We also must consider who does the labeling. Does the research in question rely on having subjects self-identify their sexual orientation? We know all too well that not everyone does this in the same way or with the same criteria. Or has the researcher assigned the “heterosexual” (or “homosexual”) label to his subjects, and if so, on what basis? Researchers often identify subjects as heterosexuals merely because they are not identified otherwise, a sort of “innocent until proven guilty” approach. Or they may diagnose subjects' sexual orientations based on criteria that might or might not be linked to heterosexuality, for instance, assuming that any woman who has given birth to a child must be heterosexual. In his 1991 research into sexual difference in the region of the brain called the hypothalamus, neuroanatomist Simon LeVay classified his subjects' sexuality based on their cause of death. Subjects who had died of AIDS-related causes were counted as “homosexual” while the other subjects were assumed to be heterosexual.

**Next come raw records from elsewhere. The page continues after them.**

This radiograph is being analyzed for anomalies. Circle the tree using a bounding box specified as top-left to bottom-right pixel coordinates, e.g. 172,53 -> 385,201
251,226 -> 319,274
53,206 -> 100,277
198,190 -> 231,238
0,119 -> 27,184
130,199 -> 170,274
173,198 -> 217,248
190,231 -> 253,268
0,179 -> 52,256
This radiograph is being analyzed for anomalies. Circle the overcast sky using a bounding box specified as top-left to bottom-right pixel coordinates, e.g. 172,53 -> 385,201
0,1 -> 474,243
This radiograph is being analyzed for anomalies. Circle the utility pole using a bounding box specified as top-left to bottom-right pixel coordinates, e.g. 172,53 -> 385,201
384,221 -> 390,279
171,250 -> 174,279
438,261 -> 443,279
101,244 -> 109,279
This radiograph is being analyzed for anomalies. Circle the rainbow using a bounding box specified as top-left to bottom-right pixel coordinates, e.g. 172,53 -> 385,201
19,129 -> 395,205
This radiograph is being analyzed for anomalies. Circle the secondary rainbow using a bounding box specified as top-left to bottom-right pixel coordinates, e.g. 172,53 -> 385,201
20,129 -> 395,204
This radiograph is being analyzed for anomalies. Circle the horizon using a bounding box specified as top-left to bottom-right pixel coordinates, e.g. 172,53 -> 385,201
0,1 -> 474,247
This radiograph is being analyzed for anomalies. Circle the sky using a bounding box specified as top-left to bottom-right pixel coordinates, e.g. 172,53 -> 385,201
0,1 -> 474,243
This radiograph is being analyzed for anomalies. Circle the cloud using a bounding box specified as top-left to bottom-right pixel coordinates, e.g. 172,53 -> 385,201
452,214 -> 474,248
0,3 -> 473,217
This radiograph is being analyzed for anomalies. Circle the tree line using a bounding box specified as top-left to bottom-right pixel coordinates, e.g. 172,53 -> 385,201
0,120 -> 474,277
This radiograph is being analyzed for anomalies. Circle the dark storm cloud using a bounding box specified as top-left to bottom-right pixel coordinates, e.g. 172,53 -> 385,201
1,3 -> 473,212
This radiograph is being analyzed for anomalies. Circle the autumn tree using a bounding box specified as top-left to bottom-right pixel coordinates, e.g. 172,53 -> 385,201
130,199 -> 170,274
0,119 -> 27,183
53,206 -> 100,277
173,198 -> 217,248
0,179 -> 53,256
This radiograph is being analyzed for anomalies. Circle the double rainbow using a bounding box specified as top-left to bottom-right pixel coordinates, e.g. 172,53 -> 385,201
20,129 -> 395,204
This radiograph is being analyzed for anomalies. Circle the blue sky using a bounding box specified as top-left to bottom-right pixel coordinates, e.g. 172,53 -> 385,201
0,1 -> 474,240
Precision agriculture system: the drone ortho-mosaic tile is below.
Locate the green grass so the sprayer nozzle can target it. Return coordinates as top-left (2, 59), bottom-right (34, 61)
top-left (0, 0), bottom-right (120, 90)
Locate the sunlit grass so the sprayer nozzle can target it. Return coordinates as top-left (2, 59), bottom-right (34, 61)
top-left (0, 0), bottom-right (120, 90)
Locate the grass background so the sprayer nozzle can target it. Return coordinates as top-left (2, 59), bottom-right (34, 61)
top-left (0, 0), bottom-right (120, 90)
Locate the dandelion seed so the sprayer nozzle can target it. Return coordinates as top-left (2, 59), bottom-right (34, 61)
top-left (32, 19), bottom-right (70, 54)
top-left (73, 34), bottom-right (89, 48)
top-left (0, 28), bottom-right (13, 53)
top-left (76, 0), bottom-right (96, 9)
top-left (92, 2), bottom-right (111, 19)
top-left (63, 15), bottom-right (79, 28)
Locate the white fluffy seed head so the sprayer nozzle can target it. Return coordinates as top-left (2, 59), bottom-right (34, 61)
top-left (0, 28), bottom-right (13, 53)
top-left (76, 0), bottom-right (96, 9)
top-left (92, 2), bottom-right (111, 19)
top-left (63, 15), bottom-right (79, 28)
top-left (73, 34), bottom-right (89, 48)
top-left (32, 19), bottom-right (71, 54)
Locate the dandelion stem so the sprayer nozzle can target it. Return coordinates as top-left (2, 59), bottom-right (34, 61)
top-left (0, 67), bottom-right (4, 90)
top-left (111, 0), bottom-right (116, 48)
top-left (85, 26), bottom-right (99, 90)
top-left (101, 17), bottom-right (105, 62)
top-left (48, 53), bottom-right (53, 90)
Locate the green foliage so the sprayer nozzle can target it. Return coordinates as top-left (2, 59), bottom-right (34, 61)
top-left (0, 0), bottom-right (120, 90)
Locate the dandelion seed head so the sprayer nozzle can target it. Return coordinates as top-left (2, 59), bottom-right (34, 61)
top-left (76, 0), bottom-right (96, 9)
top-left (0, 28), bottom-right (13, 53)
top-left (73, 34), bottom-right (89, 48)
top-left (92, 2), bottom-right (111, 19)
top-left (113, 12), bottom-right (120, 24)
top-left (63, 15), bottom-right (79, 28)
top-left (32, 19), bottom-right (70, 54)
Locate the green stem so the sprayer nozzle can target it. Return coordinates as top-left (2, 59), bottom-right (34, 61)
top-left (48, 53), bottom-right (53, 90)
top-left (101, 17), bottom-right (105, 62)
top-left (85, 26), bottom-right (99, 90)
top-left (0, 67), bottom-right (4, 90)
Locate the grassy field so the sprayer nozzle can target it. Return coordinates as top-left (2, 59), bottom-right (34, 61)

Numerous scientific critics slammed LeVay for “compiling inadequate sexual histories,” a professional way of saying that LeVay was assigning sexual orientation to subjects based on evidence that could not prove what he claimed it did.[
11
] But these well-justified criticisms did not make it into the mainstream media, where news of LeVay's “discovery” of “gay brains”—solidly refuted since, it should be noted—was making headlines, and LeVay's career.

Without a rock-solid standard definition, or at least a strict protocol for articulating definitions with respect to any particular research project or study, we do not actually know what lies under the hood of a scientific “heterosexual.” This makes it very difficult, if not impossible, to draw any scientifically meaningful conclusions from study to study.

Furthermore, as Dr. LeVay's example shows, an awful lot of doxa can hide in the assumptions that are made in the setting-up and conducting of scientific research. This does not mean that physical science is not a useful tool, or that it has nothing to tell us about “heterosexual.” What it does mean is that we have a long way to go before physical science is even sure what it's talking about when it talks about “heterosexual,” let alone before it has anything definitive to teach us about what that might be.

KNOWING SEX, KNOWING DOXA

Material and biological sciences simultaneously know a great deal about sex . . . and not very much about it at all. Material science is good at describing objects and phenomena that can be observed and measured. Biology is brilliant at documenting and describing physical actions that take place, and reasonably acute at figuring out the functions performed by those actions. This is why there is so much excellent scientific work about the biology, physiology, and anatomy of sex. Bodies and their workings are material objects, subject to consistent natural laws. Physical actions are interactions with the material world, with observable and documentable consequences.

What material and biological sciences are not so good at doing—for the very simple reason that it is not what they are set up to do—is documenting and explaining things that are not physically tangible. The physical and biological sciences can, for instance, explain how penises become erect. They can explain how vasodilation takes place and blood flow to the penis increases, how the spongy bodies in the penis fill with blood, what physics and hydraulics are involved in making the penis stiffen, and how blood is temporarily kept inside the penis so that the penis can remain erect. But no scientist can tell you whether that erect penis is gay or straight. An erection might be caused by a heterosexual desire or a homosexual desire or, for that matter, by the action of a drug. These things do not affect how erections happen or how they function. From the standpoint of the physical and biological sciences, one erect human penis is more or less interchangeable with the next.